The provincial Liberals promised they wouldn’t pull the usual trick of new governments and say upon looking at the books the finances are much worse than expected. They haven’t, in so many words. But they are getting that point across in their own way.
As the government gets set for a fiscal update, scheduled for today, Finance Minister Diana Whalen has already warned that the gloomier-than-expected picture means the province likely won’t be able to afford a reduction of the harmonized sales tax, as the former NDP government had promised.
In the budget before its defeat in October, the NDP said they would reduce the HST by two percentage points over two years, beginning next year, which would bring the tax down to 13 per cent.
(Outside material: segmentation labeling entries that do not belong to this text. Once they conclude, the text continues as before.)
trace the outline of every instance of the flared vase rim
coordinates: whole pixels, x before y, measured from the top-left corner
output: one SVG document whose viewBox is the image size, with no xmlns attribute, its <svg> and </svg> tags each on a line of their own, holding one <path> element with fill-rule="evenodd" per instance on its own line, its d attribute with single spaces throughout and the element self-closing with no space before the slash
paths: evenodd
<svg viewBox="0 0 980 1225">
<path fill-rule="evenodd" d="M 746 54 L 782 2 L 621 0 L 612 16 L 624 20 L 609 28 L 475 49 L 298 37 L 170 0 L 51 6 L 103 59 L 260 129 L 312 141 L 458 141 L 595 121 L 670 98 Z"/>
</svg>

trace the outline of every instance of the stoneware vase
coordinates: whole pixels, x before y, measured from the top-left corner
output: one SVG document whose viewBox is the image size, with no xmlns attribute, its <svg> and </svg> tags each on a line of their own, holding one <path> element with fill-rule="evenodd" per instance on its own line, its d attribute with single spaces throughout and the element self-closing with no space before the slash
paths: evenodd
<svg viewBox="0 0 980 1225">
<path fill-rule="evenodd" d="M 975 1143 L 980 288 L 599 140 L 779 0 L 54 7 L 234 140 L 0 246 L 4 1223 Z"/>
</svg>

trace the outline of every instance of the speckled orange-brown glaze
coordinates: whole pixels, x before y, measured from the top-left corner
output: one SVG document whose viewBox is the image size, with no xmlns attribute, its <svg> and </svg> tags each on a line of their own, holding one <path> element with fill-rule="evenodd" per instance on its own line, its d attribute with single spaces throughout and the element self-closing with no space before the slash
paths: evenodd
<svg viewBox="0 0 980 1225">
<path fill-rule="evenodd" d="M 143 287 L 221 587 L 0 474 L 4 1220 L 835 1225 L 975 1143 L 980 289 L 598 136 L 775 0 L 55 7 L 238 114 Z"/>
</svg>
That was follow-up to raising the tax by the same amount early in their mandate to help make ends meet in a slow economy.
The Liberals had hinted at this before, to their credit saying they would make no promises on the decrease. On Tuesday, Whalen reiterated the concern, saying the province can’t afford to lose about $190 million in revenue for each percentage point cut in the HST.
As nice as a tiny break would have been for consumers, such pledges shouldn’t be made lightly. In the election campaign, Conservative leader Jamie Baillie, desperate to improve his party’s fortunes, said he would lower the tax and also balance the budget.
The NDP should feel complimented – in a back-handed way. The Liberals’ indication that the province could not afford to give up the revenue lends credibility to the NDP’s move to raise it in the first place.
Whalen is also saying the NDP’s forecasts for revenue were overstated – to which the NDP interim leader Maureen MacDonald responds that their projections at below two per cent in growth were indeed modest.
Doubtless such a tax-cut goal will be pursued by the Liberals, since it would come off as good news. Nova Scotians might be lucky enough to see it before the next election.